First Review: Dot To Dot 2011, Bristol

Ben Rust indulges in the first leg of the tri-city festival

First Review: Dot To Dot 2011, Bristol

Photographer:Tom Spray

Ben Rust - 29 May 2011

As Bristol kicked back and enjoyed the weekend, every deck-shoed, waxed-jacketed Rah within a 50 mile radius came to town to get their Dot-to-Dot on. With a solidly forward thinking line up of new bands, and a bit of Radio One friendly pop to keep the hordes happy, Dot to Dot manages to be interesting, exciting and a little bit sanitised all at the same time. If you manage to tear yourself away from the O2 Academy, where unfortunately (or fortunately), the vast majority of the crowd congregate, you can see some amazing bands and explore Bristol’s coolest venues to your heart’s content.

Kicking things off early doors in The Thekla, Broken Arm Of Love play a grindingly heavy set for their 2pm stage time. Freely admitting their debt to Minor Threat, QOTSA and Jesus Lizard, the band play sludgy stoner metal to a sparse but loving crowd. The fact that ‘Big Jeff’, a Bristol institution, takes time out from bouncing at the front of the stage to ‘sing’ lead vocals (hectoring shouting in his case) just enamours them to the crowd even more.

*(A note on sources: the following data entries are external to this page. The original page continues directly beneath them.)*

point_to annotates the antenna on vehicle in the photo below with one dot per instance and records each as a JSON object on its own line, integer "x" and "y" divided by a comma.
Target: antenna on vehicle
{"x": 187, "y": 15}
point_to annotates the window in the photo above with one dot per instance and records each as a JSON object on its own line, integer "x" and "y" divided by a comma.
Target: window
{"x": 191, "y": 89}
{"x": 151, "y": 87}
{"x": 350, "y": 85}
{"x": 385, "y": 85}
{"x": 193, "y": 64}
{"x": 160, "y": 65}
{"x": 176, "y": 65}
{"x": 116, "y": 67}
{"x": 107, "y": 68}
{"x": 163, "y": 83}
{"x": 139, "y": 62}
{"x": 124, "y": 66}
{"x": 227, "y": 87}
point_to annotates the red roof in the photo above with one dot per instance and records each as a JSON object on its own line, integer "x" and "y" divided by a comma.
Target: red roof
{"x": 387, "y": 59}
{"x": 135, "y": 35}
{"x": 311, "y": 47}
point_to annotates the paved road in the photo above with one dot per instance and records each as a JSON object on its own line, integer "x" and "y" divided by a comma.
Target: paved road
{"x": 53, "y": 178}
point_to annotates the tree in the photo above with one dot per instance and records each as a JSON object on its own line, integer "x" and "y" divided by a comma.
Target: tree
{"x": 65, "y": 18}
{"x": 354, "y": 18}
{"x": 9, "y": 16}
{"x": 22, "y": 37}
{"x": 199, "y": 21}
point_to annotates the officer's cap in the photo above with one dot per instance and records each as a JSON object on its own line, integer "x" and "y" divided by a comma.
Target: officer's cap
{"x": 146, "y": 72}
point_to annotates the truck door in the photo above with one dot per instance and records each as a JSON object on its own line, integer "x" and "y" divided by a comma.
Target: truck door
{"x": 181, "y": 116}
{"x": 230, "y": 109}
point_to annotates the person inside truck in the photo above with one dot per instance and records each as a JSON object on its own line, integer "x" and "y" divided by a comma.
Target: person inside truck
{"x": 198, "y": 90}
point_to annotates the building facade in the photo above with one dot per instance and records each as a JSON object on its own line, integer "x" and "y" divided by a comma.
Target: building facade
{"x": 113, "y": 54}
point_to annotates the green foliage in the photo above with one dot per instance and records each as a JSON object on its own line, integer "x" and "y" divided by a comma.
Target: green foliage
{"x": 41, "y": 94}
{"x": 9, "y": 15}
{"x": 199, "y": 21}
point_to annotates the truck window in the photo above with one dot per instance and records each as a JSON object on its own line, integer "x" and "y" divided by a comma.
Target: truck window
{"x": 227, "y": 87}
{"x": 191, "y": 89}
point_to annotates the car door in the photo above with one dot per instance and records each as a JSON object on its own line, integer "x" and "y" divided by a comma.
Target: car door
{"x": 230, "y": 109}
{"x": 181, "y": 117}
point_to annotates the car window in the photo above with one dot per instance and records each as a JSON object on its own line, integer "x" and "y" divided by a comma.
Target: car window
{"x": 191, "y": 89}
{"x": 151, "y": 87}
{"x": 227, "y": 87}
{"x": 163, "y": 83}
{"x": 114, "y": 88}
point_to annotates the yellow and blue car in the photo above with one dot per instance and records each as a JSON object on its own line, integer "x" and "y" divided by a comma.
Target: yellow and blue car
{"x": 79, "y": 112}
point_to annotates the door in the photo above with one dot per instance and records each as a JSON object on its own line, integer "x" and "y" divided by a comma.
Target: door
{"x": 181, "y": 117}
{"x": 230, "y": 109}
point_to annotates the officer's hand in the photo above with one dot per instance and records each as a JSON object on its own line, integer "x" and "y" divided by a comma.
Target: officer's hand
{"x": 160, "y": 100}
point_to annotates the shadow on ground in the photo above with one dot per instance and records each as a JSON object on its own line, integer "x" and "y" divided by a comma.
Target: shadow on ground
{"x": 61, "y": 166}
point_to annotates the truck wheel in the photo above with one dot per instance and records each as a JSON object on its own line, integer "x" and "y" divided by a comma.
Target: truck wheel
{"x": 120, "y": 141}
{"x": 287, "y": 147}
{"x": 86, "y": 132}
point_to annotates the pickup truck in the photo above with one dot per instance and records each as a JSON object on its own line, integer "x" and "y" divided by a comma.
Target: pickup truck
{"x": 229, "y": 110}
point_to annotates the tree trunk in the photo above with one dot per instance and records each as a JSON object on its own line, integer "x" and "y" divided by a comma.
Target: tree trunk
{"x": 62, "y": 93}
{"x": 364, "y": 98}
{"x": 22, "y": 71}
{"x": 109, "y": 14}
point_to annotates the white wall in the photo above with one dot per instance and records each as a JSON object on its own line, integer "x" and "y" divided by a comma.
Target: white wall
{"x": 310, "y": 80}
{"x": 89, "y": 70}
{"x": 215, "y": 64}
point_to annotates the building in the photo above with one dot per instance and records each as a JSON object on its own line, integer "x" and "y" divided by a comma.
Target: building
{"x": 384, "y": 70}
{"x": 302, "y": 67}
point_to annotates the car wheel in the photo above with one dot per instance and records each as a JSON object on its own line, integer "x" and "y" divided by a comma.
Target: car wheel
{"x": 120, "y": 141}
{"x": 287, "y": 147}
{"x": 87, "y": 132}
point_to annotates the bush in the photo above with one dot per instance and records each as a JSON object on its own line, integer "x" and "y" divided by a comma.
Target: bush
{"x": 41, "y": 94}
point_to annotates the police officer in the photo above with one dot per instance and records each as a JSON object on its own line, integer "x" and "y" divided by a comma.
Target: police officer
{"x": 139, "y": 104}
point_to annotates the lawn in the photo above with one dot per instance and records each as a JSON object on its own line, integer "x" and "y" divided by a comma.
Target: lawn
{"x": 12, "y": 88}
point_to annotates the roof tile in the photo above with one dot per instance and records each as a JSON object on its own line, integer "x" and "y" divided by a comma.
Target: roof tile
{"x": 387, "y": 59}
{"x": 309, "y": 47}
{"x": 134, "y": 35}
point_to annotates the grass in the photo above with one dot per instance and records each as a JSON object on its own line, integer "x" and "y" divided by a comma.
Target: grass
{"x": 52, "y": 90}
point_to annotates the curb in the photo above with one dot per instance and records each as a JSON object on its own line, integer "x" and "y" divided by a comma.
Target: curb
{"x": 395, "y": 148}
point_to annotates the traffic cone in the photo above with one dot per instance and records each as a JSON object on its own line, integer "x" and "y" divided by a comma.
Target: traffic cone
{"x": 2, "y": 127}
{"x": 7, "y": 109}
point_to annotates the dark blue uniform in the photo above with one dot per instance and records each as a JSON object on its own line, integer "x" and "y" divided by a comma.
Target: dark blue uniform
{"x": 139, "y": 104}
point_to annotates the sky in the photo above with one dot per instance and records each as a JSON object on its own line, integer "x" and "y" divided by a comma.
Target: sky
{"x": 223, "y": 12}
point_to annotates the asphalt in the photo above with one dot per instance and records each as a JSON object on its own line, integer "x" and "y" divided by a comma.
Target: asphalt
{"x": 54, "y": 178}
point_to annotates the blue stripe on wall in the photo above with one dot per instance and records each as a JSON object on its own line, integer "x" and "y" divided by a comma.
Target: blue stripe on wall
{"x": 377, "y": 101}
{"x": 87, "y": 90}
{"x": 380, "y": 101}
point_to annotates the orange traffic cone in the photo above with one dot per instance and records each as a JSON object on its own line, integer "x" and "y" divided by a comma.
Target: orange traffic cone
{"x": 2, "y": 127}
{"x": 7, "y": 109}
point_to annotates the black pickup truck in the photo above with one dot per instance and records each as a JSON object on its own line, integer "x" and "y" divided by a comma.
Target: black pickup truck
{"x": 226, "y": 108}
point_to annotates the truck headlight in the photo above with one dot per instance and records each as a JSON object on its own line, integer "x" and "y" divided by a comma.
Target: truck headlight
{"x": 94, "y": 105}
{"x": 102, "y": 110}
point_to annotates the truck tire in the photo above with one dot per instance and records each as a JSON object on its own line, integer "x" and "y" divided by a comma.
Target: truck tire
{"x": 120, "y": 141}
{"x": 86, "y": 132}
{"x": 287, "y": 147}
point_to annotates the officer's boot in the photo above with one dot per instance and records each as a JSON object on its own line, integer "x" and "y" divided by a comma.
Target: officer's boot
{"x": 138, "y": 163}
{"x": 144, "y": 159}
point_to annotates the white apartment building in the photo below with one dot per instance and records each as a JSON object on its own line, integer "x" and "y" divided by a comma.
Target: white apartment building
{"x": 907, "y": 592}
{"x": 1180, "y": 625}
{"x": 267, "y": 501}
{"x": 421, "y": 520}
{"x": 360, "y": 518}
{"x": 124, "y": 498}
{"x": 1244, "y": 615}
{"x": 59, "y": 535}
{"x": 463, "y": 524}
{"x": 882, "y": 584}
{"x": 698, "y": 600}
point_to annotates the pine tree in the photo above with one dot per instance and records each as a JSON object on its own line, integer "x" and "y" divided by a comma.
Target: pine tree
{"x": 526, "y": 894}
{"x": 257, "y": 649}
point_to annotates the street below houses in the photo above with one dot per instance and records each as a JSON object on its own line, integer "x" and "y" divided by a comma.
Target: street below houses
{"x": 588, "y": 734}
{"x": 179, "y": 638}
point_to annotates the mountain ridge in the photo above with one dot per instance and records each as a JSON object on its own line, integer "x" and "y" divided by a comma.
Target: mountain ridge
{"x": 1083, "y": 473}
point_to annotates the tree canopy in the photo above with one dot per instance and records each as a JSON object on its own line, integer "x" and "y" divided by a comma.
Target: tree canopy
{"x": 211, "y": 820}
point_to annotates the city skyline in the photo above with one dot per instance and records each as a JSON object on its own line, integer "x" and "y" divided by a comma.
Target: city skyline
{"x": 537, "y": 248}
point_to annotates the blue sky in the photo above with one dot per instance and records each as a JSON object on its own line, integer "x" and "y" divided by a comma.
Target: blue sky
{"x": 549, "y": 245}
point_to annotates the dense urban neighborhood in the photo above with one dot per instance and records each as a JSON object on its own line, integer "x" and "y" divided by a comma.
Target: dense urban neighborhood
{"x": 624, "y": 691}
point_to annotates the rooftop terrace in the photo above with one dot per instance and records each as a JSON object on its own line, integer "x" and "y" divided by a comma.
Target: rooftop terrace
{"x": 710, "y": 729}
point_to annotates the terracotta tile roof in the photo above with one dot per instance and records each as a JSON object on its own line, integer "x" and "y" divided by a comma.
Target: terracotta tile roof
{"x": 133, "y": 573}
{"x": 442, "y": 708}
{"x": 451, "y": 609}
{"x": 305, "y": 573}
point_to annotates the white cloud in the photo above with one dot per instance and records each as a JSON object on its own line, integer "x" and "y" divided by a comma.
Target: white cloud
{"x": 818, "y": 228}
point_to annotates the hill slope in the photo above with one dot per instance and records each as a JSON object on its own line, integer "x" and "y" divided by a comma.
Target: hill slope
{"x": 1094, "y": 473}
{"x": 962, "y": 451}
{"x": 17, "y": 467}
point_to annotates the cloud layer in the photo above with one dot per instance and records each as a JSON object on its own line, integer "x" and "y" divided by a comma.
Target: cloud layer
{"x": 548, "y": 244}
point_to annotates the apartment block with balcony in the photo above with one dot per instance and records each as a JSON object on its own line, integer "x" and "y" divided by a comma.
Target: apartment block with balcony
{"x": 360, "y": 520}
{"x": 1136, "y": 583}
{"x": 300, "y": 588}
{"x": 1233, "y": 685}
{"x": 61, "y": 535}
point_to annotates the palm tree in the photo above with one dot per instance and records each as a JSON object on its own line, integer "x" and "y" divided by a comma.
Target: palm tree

By the time Aliie Moss’s 3pm set rolls around the sun is shining and VF has already spotted a troupe of fancy dressed hedonists rolling up to pick up their wristbands. The odd grouping of Bananaman, a chubby man in a blue babygro (with bottle), a female priest and a weird gypsy looking catwoman adds some colour to proceedings. Inside Allie Moss’s traditional folk is ill served by a talking crowd all more eager to grab their first pints of the day.

Moving uptown and hill to The Cooler, Count To Fire wear their plaid proudly and their country vibe indulgently while never becoming interesting. Born Blonde seem to take their post modern twist on nu-rave very seriously and are only worth seeing for the size of the bassists biceps.

Idles take things up a notch in the cavernous Anson Rooms with their glorious racket. The five dapper gentlemen, including a bow-tied lead singer who looks like a navvy given leave going to go to the ball. They play a great slap of heavy math rock. Set closer ‘Hurricane’ descends into cymbal slapping, guitar throwing joy.

An ever increasing crowd turns out for Radio One endorsed York folkie Benjamin Francis Leftwich. His delicate voice, with just his acoustic guitar for back up, leaves the crowd hushed and meditative. Dispatching single ‘Pictures’ early on Benjamin plays a confident set helped by the crowds’ positive reception.

The main buzz around the day was reserved for the mysterious Cults. Playing to a rammed Louisiana the couple of Brian Oblivion (guitar/vocals) and Madeline Follin (vocals), swelled to four members for live shows, played a beautiful set of retro inspired pop. The hype around Cults has been building for months, with numerous blogs proclaiming them the best thing since the last best thing. On this showing, even with minimal crowd interaction and sullen appearance, the blogs were right. Best known single ‘Go Outside’ is joyous with tinkering glockenspiel and vocals reminiscent of the best 60’s Doo Wop groups.

Dot to Dot Festival suffered from very sparse crowds compared to last year, but their policy of booking the best new bands does deserve a much wider audience. The whole event was well organised, friendly, and one can just hope it runs and runs without selling out to bump up ticket sales. Blame the football that was on, a lot of people seem to like that.